Se o seu contrato apresenta um ou mais desses sinais, é provável que exista cobrança abusiva passível de revisão judicial.
Quais são os direitos do consumidor diante da venda casada?
Configurada a prática abusiva e a violação ao dever de transparência, o consumidor pode pleitear, entre outros, os seguintes direitos:
Restituição dos valores pagos a maior
Todos os valores cobrados indevidamente devem ser devolvidos, com correção monetária e juros legais. Trata-se da chamada repetição do indébito, prevista no CDC.
Devolução em dobro
O artigo 42, parágrafo único, do CDC autoriza que a devolução seja feita em dobro quando comprovada a má-fé ou a ausência de engano justificável por parte do fornecedor — situação corriqueira em contratos bancários padronizados.
Indenização por danos morais
Quando a cobrança abusiva gera consequências graves, como inscrição indevida do nome em cadastros de inadimplentes (SPC/Serasa), recusa de crédito ou outros transtornos significativos, é possível pleitear indenização por danos morais.
Revisão do contrato até cinco anos depois
O direito de pedir a revisão e a restituição dos valores alcança as parcelas pagas indevidamente nos últimos cinco anos. Vale tanto para contratos ainda em andamento quanto para aqueles já quitados ou extintos.
E se o financiamento já foi quitado antecipadamente?
Outra situação muito comum: o consumidor antecipa o pagamento do financiamento e o banco mantém integralmente o valor já cobrado do seguro prestamista. Isso não pode acontecer.
Se a dívida principal foi extinta antes do prazo, o seguro perde o seu objeto a partir daquele momento. O banco é obrigado a devolver, de forma proporcional, o valor do prêmio referente ao período restante do contrato. A retenção desse montante configura enriquecimento sem causa da instituição financeira, vedado pelo direito brasileiro.
Perguntas frequentes sobre venda casada em financiamento
Todo seguro prestamista é ilegal?
Não. O seguro prestamista, em si, é um produto legítimo e pode ser útil. O que é ilegal é a imposição da apólice de uma seguradora específica, sem que o consumidor possa recusar ou escolher outra empresa do mercado.
Posso cancelar o seguro prestamista depois de assinar o contrato?
Em regra, sim. O consumidor pode solicitar o cancelamento, especialmente quando demonstrada a ausência de informação clara no momento da contratação ou quando o financiamento principal já foi quitado. A devolução dos valores depende da análise de cada caso e, em muitas situações, exige medida judicial.

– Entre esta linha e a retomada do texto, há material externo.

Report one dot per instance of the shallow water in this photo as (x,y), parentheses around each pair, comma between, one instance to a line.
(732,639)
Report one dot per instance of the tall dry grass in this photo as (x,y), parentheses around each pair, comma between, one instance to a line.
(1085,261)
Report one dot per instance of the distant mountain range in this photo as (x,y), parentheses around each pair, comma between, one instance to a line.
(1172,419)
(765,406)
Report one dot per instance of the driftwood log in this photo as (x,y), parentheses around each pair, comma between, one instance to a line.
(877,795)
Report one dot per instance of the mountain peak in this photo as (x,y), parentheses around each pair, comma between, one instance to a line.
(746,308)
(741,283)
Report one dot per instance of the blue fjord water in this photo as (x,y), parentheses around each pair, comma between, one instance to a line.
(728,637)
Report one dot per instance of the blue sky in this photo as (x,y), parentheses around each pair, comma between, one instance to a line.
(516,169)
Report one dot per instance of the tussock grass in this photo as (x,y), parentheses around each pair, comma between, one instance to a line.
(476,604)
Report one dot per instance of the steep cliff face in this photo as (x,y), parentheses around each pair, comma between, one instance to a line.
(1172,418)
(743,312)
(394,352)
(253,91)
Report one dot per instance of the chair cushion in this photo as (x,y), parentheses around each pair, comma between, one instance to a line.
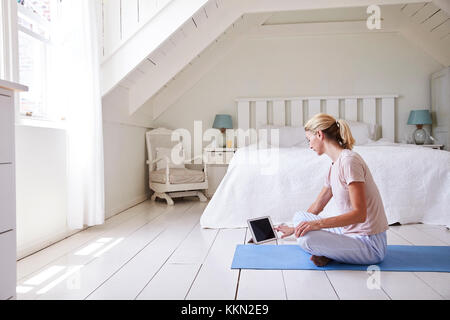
(178,176)
(167,152)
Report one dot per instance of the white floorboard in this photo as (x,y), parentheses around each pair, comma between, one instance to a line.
(261,284)
(216,280)
(40,259)
(172,282)
(96,270)
(155,251)
(129,281)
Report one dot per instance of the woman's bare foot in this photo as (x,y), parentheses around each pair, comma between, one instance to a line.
(287,231)
(320,261)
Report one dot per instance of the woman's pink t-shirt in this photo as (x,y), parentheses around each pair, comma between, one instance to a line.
(348,168)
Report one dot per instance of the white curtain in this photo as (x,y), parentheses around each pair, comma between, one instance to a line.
(75,88)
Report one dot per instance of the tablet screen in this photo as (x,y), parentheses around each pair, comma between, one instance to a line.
(262,229)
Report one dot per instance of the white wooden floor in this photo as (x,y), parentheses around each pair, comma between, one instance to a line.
(153,251)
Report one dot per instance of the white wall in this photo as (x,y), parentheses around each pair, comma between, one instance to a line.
(41,174)
(126,174)
(347,64)
(40,187)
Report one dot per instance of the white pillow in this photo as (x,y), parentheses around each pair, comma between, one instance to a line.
(362,132)
(288,136)
(174,154)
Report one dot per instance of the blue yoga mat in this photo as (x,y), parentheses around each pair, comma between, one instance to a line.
(292,257)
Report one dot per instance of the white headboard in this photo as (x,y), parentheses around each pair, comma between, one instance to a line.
(295,111)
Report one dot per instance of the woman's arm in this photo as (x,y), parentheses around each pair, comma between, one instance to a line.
(357,215)
(322,199)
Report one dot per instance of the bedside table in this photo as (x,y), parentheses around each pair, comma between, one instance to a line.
(217,160)
(433,146)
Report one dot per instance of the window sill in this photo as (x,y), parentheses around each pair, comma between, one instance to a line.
(40,123)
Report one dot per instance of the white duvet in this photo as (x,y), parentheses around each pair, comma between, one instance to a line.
(414,183)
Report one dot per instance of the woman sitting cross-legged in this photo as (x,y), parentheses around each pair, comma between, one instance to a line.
(358,234)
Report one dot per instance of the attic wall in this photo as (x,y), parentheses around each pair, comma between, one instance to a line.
(310,65)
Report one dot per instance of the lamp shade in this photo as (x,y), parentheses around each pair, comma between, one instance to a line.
(223,121)
(419,117)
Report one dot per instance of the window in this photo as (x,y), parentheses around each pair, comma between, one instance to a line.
(34,20)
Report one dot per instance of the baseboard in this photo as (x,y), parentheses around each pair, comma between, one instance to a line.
(111,213)
(25,252)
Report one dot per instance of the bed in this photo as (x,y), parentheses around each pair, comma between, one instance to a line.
(414,181)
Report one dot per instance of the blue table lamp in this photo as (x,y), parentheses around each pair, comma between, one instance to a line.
(419,118)
(223,122)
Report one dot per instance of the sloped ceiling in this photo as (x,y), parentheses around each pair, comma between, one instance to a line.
(168,72)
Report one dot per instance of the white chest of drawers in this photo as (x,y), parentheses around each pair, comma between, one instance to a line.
(7,190)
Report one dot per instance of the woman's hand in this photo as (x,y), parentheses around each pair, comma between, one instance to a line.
(287,231)
(306,226)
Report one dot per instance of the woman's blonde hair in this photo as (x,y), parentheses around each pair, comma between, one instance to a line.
(336,130)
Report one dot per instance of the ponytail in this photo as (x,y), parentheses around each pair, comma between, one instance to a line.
(346,135)
(336,130)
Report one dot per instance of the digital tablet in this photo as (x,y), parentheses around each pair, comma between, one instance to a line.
(261,229)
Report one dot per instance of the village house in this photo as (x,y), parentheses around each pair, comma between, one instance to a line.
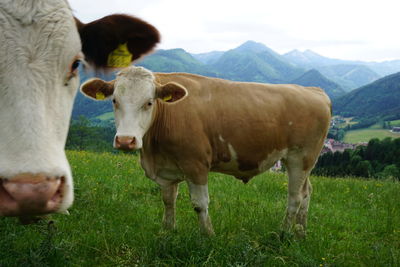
(395,130)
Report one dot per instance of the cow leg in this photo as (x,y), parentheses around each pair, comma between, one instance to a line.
(200,201)
(169,193)
(299,192)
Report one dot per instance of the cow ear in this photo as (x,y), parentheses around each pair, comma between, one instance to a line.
(171,92)
(116,41)
(98,89)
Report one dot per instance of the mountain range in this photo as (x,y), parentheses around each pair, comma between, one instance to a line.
(255,62)
(380,99)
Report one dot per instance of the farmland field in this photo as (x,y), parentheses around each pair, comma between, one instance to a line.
(116,221)
(364,135)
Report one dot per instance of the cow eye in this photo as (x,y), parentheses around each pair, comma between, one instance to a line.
(75,65)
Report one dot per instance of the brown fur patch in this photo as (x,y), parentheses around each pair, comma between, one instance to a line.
(101,37)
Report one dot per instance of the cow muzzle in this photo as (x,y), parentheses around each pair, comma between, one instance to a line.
(30,194)
(126,143)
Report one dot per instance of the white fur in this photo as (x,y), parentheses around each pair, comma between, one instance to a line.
(38,43)
(134,88)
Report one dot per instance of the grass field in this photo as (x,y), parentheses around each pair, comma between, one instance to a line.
(116,221)
(106,116)
(364,135)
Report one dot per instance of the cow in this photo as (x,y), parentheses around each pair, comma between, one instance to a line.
(41,46)
(187,125)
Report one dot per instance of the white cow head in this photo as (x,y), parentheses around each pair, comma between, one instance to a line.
(135,97)
(40,50)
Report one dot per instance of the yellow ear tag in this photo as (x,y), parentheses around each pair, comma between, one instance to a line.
(167,98)
(120,57)
(100,96)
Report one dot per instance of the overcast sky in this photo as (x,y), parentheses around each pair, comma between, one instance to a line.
(345,29)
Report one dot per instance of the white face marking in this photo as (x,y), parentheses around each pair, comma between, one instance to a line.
(38,44)
(134,102)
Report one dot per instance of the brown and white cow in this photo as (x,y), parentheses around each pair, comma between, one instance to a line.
(187,125)
(41,45)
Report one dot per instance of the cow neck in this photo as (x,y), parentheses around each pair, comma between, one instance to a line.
(159,127)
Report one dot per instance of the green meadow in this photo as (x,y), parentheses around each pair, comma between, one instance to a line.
(364,135)
(116,221)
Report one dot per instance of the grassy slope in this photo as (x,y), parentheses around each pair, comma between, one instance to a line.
(374,131)
(117,215)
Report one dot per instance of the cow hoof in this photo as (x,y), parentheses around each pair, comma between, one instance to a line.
(299,231)
(25,220)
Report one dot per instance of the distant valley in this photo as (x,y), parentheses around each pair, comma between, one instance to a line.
(357,88)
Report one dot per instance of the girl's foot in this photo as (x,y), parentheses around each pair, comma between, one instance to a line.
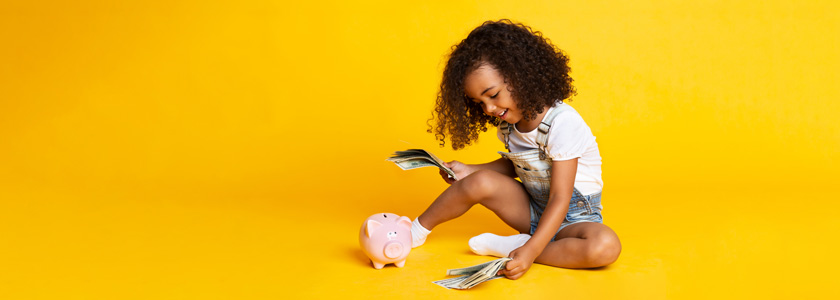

Quanto tempo tenho para pedir a devolução dos valores?
A jurisprudência majoritária aplica o prazo prescricional de cinco anos, contados de cada parcela paga indevidamente. Isso significa que mesmo contratos já quitados podem ser revisados, desde que dentro desse intervalo.
Preciso esperar o financiamento acabar para questionar a cobrança?
Não. A revisão pode ser pleiteada com o contrato ainda em vigor, inclusive com pedido de tutela de urgência para suspender a cobrança do seguro e impedir a inclusão do nome em cadastros restritivos enquanto o processo tramita.
Posso resolver isso sozinho diretamente com o banco?
A via administrativa, com reclamação no SAC, na ouvidoria do banco, no Banco Central (RDR) ou no Procon, pode ser tentada. Contudo, a complexidade contratual, os cálculos envolvidos e a resistência das instituições financeiras tornam, na maioria dos casos, a via judicial mais efetiva para a recuperação integral dos valores.